2013年4月2日火曜日

三遊亭円右 from 泉のほとり / 正宗白鳥


私が田舎からはじめて東京に出て来た時には噺し家では円遊、女義太夫では綾之助が全盛であったようだ。私は歌舞伎芝居に対しては、少年時代から草双紙や浄瑠璃本など徳川文学に親炙していた結果であろうか、早くから熱烈なる憧憬を寄せていたのであったが、寄席については、あまり興味をもっていなかった。それで友人どもが盛んに寄席入りをして、そのうちの二三人が、落語や女義太夫に惑溺して、円遊のステテコ踊りを真似、成田小僧や地獄廻りなどの口真似を得意でやったりしているのを、趣味の下劣な奴として蔑視していたのであったが、しかし、たまには友人の誘惑に乗って、和良店などへ出掛けて、円遊の話や金馬のすいりょう節などを聴いたことを今でも覚えている。
私が盛んに寄席入りをしだしたのは、学校卒業後のことでそれは寄席芸人に興味をもつようになったためではなかった。下宿に夜一人でなにもしないでいるのが、淋しくって退屈で堪えがたかったので、散歩した帰りに、もっと面白い処へ行く金はないし、まあ寄席でも寄って見ようかという気になったのであった。私は芸人の滑稽な身振りを見ても滑稽な話を聞いても、滅多に笑ったことはなかった。聴衆が相好を崩して笑っているのを、むしろ浅間しく苦々しく思っていた。よく行った席は若竹であった。その処で円喬の「牡丹燈籠」を続けて聴いたが、これだけは本当に面白いと思われた。
その頃落語研究会が起こされて、最初の会が常盤木倶楽部で開かれた時に、私は新聞記者として招かれたが、身の入った落語を身を入れて聴いたのは、その時はじめてであったと云っていい。小さんの「小言幸兵衛」円喬の「茶金」円左の「富久」馬楽の「ちぎり伊勢屋」など、みな面白かった。円右もその時、出演したのであったが、その時彼が何を話したか覚えていないのによって見ると、私が彼から与えられた印象は他の人よりも、希薄だったのであろう。
私は三十代に入って寄席に遠ざかりだしてからも、円喬はよく聴いた。独演会というものが起こって、円喬も独演をやった。その第一回か、あるいは第二回目かを、私はベッタラ市の晩に人形町の寄席で聴いた。その時の彼は四十度の熱を忍んで出たと傍の人が云っていたが、それが円喬のこの世に於ける最後の所演であった。私は目の窪んだ窶れた顔した彼が、累ヶ淵の土手新のお静殺しを話した凄みを、今もありありと目に浮かべることが出来る。聴衆は極めて少なかった。

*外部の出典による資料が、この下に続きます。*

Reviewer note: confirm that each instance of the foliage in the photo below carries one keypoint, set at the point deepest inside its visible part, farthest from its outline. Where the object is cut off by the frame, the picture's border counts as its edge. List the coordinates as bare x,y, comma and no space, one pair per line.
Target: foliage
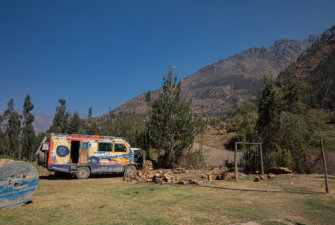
288,131
60,121
12,132
171,124
74,124
28,135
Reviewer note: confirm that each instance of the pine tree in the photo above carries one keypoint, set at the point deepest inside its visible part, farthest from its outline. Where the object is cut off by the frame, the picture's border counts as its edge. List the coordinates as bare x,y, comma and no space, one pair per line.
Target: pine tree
60,121
171,123
74,124
13,127
28,135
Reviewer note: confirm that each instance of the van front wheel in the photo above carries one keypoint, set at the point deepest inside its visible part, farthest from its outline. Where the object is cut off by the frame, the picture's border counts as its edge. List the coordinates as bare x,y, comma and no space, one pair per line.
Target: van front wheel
83,173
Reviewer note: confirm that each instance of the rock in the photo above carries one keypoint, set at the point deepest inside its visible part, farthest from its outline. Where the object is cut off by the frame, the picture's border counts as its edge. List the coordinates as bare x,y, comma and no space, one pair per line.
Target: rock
271,176
257,179
279,170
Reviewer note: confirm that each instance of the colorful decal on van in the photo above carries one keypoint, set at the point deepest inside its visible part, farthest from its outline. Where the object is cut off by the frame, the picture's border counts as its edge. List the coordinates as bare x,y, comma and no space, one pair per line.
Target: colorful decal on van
60,151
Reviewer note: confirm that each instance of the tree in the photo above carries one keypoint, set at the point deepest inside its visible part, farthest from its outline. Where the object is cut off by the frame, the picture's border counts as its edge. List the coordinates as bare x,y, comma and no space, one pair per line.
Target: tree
287,130
28,134
12,129
74,124
60,121
90,126
170,125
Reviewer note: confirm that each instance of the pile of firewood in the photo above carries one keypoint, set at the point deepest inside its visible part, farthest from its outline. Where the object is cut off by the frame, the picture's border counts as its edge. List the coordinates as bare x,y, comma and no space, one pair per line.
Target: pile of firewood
261,177
220,176
158,177
279,170
147,166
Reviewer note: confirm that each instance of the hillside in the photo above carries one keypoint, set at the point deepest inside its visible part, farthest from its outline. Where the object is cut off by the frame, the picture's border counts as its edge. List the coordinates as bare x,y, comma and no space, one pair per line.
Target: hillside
218,88
316,66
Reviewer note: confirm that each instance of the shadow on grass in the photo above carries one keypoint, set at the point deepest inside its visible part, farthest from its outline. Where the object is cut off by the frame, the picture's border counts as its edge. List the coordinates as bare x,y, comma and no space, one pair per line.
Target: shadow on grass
255,190
66,176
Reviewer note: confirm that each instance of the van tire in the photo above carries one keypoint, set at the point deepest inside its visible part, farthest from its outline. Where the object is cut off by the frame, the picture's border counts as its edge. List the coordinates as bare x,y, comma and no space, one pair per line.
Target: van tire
83,172
41,159
129,171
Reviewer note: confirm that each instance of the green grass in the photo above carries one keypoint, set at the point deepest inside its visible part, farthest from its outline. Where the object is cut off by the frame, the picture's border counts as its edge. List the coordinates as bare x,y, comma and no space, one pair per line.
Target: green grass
111,201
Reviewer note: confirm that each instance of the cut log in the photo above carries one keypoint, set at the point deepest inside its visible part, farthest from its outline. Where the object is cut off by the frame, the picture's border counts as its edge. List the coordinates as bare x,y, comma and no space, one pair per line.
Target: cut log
271,176
182,182
18,182
279,170
210,177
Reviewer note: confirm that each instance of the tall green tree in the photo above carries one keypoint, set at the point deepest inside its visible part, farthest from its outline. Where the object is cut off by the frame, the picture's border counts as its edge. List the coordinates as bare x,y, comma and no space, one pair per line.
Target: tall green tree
28,134
60,121
90,126
74,124
287,130
13,128
170,126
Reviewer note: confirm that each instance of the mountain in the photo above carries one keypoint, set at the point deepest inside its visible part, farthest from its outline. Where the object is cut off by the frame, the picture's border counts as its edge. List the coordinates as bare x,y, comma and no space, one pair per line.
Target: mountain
316,67
41,123
218,88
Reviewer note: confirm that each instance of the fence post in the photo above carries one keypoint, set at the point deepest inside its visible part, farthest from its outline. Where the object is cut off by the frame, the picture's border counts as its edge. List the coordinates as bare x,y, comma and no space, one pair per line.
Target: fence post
261,151
235,157
324,165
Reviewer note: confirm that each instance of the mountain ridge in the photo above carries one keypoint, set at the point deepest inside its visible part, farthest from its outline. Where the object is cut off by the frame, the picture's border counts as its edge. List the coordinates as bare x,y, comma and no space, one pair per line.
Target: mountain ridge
218,88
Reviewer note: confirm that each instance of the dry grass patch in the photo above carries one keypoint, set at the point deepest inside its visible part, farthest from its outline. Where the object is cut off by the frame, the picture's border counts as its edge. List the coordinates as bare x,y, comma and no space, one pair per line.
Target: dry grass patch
111,201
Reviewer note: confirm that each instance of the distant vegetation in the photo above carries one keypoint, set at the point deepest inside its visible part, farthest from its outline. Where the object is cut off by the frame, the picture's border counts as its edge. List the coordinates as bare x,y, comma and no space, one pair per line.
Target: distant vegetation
282,118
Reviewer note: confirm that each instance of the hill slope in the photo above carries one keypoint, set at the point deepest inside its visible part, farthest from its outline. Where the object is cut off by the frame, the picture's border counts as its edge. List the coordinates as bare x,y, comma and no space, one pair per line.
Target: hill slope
218,88
316,66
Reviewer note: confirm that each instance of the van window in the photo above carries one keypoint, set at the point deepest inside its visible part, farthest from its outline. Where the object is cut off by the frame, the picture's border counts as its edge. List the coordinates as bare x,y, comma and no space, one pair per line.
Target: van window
105,147
120,148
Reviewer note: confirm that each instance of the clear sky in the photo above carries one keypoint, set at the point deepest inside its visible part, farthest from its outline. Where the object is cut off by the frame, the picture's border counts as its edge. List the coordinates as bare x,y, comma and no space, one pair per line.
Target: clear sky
103,53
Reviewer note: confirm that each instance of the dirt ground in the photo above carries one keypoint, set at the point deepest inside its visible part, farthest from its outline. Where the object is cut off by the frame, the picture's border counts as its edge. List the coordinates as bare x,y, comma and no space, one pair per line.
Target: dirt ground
287,199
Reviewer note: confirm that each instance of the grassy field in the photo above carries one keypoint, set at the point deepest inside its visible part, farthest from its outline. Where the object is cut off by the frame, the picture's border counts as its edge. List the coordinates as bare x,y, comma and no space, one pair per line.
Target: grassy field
109,200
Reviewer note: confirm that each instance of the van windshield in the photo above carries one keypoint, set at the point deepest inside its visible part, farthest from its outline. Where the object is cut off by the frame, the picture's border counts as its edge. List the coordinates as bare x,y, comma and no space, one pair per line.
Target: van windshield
105,147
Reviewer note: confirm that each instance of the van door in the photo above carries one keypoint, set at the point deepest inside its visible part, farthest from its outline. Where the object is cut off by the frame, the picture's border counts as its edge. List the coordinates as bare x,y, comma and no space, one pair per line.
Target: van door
83,154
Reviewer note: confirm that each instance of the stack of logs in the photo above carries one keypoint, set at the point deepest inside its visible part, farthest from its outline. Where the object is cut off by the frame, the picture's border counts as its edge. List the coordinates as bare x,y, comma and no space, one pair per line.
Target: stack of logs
158,177
279,170
220,176
261,177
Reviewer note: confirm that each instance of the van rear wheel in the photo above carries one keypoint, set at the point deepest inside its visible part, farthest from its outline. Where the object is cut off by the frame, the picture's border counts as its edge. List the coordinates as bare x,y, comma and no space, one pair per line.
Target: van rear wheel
129,171
83,172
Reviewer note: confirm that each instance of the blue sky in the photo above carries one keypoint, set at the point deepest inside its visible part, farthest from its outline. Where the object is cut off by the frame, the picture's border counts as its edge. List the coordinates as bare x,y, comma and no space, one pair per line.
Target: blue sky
103,53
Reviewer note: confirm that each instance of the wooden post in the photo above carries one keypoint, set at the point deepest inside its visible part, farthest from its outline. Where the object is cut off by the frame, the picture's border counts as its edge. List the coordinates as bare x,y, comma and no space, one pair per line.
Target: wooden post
325,165
261,151
235,157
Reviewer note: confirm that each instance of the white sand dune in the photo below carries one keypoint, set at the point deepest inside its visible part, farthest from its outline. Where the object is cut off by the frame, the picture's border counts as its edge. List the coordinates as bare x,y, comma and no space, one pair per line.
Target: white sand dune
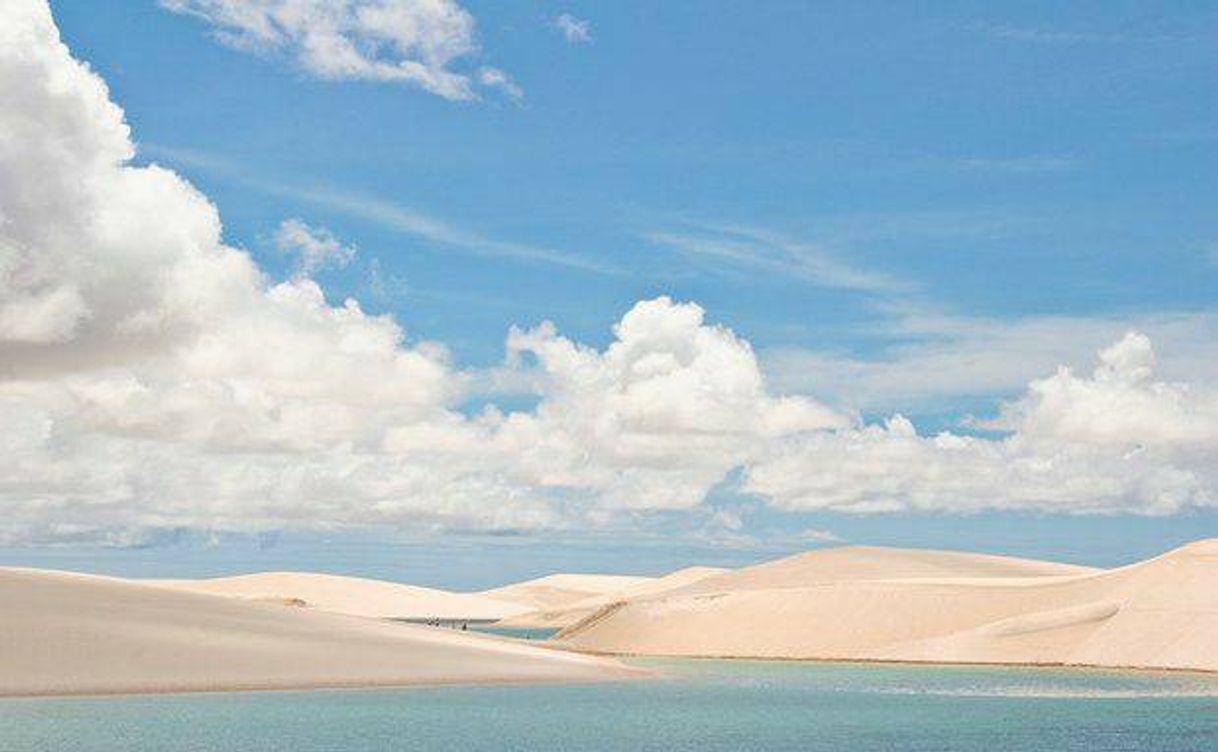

円遊死し円喬死し、円左死し、重立った者が次第に少なくなるにつれて、生残ったものが、一層光を増すようになるのは何処の社会でも同じことである。円右や小さんは長生して運がよかった。私は円喬の死後はこの二人を比較的よく聴いた。小さんの方には旧套を脱した写実味があって、面白いのであろうが、私は二人会を聴いて時々円右の方に心が惹かれたことがあった。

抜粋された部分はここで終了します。